In summary: Columbus, an annoying World of Warcraft geek whose fear of zombies is only surpassed by his fear of everything else, meets Tallahassee, who kills stuff good, in a world where the dead have risen from the grave (a condition that is mentioned only briefly as having something to do with a contaminated hamburger). They run into Wichita and her younger sister Little Rock (Abigail Breslin), a pair of grifters whose survival strategy involves waiting in the back of a zombie-infested supermarket with an elaborate con prepared in case the only other two people in the world happen by. After some initial unpleasantness, they agree to join forces, so that they can go to an amusement park. Along the way, they kill a bunch of stuff, not because they are ever in any particular danger, but because, you know, killing stuff is fun.

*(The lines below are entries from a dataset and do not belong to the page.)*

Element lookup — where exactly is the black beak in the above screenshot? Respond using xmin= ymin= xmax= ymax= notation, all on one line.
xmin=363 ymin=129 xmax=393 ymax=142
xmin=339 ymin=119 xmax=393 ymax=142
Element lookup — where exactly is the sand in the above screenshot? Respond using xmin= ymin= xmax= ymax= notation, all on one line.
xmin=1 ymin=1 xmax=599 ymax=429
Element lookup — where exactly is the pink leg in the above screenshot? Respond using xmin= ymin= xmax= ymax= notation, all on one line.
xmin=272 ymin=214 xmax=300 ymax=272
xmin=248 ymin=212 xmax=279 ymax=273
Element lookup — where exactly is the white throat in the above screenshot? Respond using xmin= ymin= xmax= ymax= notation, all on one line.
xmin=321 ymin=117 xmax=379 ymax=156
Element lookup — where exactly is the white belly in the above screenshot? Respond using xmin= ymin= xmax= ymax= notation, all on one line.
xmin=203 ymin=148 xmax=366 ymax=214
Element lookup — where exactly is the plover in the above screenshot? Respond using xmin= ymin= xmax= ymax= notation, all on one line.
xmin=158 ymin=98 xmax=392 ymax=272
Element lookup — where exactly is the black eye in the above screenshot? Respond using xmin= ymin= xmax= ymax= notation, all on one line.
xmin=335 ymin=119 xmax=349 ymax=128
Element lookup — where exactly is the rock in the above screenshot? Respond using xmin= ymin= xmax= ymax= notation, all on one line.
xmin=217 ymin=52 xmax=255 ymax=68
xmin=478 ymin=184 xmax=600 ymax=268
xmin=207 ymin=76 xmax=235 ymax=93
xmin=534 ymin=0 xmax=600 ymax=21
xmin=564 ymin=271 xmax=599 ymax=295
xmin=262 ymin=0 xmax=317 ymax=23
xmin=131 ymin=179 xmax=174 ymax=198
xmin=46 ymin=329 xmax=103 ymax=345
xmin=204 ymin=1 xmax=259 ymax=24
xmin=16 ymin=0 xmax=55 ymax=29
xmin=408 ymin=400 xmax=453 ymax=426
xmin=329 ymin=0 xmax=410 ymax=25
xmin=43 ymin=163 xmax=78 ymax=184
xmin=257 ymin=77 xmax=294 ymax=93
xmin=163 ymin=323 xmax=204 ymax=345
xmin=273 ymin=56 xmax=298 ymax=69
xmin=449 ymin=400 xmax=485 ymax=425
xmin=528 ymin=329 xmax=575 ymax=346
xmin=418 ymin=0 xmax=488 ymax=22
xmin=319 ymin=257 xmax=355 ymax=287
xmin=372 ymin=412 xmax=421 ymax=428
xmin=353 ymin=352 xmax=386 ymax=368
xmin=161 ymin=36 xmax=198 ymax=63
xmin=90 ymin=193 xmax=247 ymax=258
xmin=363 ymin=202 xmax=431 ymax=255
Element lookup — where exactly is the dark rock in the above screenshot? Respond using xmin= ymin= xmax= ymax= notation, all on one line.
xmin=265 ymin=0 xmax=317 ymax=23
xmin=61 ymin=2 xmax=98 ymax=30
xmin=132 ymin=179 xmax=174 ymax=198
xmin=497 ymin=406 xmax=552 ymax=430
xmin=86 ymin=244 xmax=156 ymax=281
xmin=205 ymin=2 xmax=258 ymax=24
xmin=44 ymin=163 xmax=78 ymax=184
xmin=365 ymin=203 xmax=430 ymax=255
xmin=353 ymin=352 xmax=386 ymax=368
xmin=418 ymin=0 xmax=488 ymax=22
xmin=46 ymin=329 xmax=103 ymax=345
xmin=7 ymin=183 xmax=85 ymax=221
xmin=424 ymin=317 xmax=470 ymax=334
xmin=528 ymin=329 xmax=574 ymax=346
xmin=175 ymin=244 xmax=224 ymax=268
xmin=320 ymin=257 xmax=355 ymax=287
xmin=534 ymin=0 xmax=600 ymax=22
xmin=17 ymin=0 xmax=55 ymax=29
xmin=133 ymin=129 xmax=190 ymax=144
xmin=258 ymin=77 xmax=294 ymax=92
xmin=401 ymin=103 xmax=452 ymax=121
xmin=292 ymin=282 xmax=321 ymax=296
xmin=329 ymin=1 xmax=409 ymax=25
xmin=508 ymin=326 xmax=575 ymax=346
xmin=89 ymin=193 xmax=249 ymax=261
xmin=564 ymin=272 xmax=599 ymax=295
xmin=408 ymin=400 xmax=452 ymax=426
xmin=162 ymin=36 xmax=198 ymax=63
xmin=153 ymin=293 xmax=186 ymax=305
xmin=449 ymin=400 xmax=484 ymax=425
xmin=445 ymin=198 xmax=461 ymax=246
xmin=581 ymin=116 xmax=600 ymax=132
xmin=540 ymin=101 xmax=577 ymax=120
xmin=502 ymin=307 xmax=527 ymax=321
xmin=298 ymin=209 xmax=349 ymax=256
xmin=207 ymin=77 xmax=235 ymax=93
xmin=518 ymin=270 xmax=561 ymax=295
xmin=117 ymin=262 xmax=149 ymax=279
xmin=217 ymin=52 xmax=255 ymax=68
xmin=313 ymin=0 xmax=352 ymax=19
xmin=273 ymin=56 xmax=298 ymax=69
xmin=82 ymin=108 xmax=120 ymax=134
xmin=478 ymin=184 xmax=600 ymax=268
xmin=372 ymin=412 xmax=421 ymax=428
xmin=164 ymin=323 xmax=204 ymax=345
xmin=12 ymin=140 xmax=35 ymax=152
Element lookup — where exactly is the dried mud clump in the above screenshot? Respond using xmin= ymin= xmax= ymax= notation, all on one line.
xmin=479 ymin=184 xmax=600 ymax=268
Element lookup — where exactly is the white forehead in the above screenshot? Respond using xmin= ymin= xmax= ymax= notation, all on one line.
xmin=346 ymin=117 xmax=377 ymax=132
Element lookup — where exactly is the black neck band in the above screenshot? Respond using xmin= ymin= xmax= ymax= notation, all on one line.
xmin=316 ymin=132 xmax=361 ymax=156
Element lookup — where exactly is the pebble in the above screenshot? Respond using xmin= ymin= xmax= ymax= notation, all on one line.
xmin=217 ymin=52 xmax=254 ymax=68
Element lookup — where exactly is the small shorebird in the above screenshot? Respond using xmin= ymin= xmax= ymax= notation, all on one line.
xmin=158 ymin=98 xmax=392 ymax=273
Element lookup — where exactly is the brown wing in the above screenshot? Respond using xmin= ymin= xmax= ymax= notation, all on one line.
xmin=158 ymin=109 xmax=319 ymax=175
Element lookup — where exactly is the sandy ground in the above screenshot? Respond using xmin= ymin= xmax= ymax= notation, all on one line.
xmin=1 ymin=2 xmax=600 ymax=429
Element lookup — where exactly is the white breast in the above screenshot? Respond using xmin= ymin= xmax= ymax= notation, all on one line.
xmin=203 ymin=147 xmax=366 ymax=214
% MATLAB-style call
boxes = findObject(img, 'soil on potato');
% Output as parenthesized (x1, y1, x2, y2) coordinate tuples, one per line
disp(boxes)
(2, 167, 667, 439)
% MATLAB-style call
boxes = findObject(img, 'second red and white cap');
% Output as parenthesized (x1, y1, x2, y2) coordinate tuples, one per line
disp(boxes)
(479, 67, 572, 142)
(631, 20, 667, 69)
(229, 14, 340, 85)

So what about the killing stuff parts? Did the Fleischer put in Romero's creative effort? Well, it's tough to say, because after a few good gory scenes at the beginning, he chooses to cut away from, for example, Tallahassee surrounded by what seems an unstoppable horde of living dead, and return only after the action is over, to a pile of the newly re-deadified. More attention is paid to the gleeful and meaningless destruction of a roadside gift store than to, say, the killing of a zombie with a set of gardening shears, which is left to the imagination. Fans of zombie killing would be better served by finding a copy of the 2009 Norwegian flick Dead Snow, a formulaic account of a group of attractive young people who go out into the woods and meet up with a bunch of undead Nazis. That movie at least has the decency to kill off its annoying lead characters, and manages to get the gore part right and be funny at the same time. Anyway, over the course of Zombieland, Columbus learns a number of valuable life lessons, such as "Nut up or shut up," and "Enjoy the little things," culminating in the movie's cloying moral: "Without other people, you might as well be a zombie." Given the characters thorough lack of human emotion and redeeming qualities, it would be tough to tell the difference.